Exercise 3. Consider the same directed graph as in the example in the section on PageRank:

../_images/graph01.png

As \(\alpha \to 1\), describe what happens to the PageRank \(x_3\) of vertex 3.

Exercise 4. Let \(G\) be the complete directed graph with \(N\) vertices. In other words, there is an edge from each vertex to every other vertex in \(G\) (excluding edges from a vertex to itself). Describe the Google matrix and the PageRank vector for the complete directed graph.

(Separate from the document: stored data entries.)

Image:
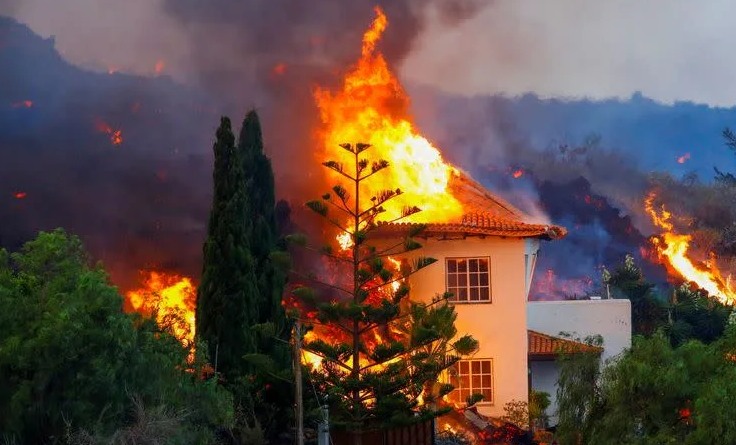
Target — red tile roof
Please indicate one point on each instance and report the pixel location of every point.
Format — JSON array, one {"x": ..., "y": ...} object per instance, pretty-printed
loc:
[
  {"x": 543, "y": 345},
  {"x": 487, "y": 215}
]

Exercise 5. Find the Google matrix \(\alpha P + (1 - \alpha) \boldsymbol{v} \boldsymbol{e}^T\) for the directed graph

../_images/graph02.png

using teleportation parameter \(\alpha=0.5\) and uniform distribution vector \(\boldsymbol{v}\). Let \(\boldsymbol{x}_0 = \begin{bmatrix} 1 & 0 & 0 & 0 \end{bmatrix}^T\) and use Python to compute 50 iterations of the power method to approximate the PageRank vector.

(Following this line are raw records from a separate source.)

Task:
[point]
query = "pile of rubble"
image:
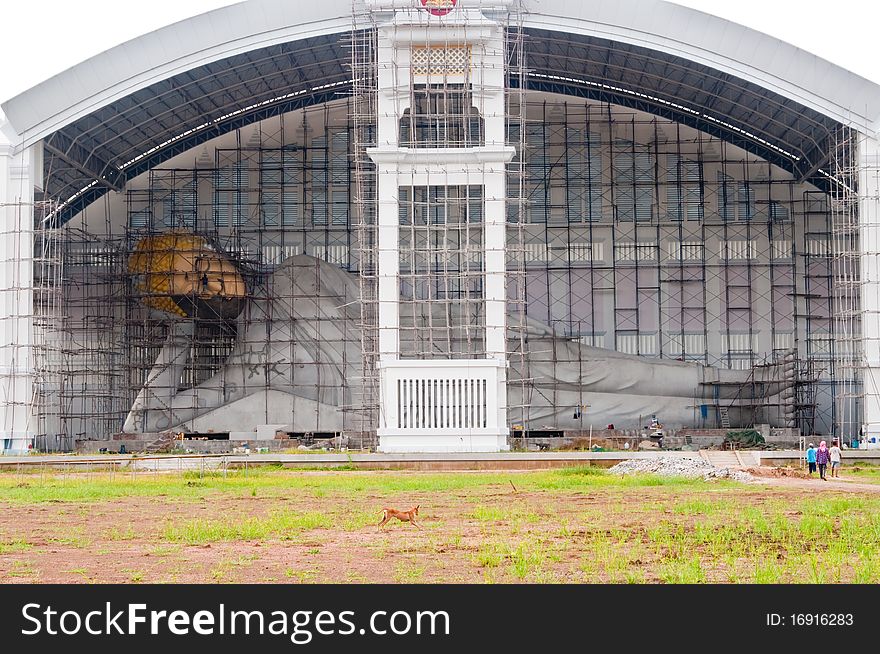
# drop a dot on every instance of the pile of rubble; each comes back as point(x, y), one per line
point(679, 467)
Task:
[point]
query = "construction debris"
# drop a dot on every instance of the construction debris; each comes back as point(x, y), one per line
point(679, 467)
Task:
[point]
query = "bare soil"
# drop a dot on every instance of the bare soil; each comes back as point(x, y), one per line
point(124, 541)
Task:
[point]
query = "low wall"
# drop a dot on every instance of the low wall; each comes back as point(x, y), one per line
point(134, 445)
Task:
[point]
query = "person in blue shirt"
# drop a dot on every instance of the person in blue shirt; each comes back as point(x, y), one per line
point(811, 458)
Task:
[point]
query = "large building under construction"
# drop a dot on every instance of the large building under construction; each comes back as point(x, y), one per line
point(425, 224)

Exercise 6. Find the Google matrix \(\alpha P + (1 - \alpha) \boldsymbol{v} \boldsymbol{e}^T\) for the directed graph in the previous exercise using teleportation parameter \(\alpha=0.8\) and distribution vector \(\boldsymbol{v} = \begin{bmatrix} 0 & 1/2 & 1/2 & 0 \end{bmatrix}^T\). Let \(\boldsymbol{x}_0 = \begin{bmatrix} 1 & 0 & 0 & 0 \end{bmatrix}^T\) and use Python to compute 50 iterations of the power method to approximate the PageRank vector.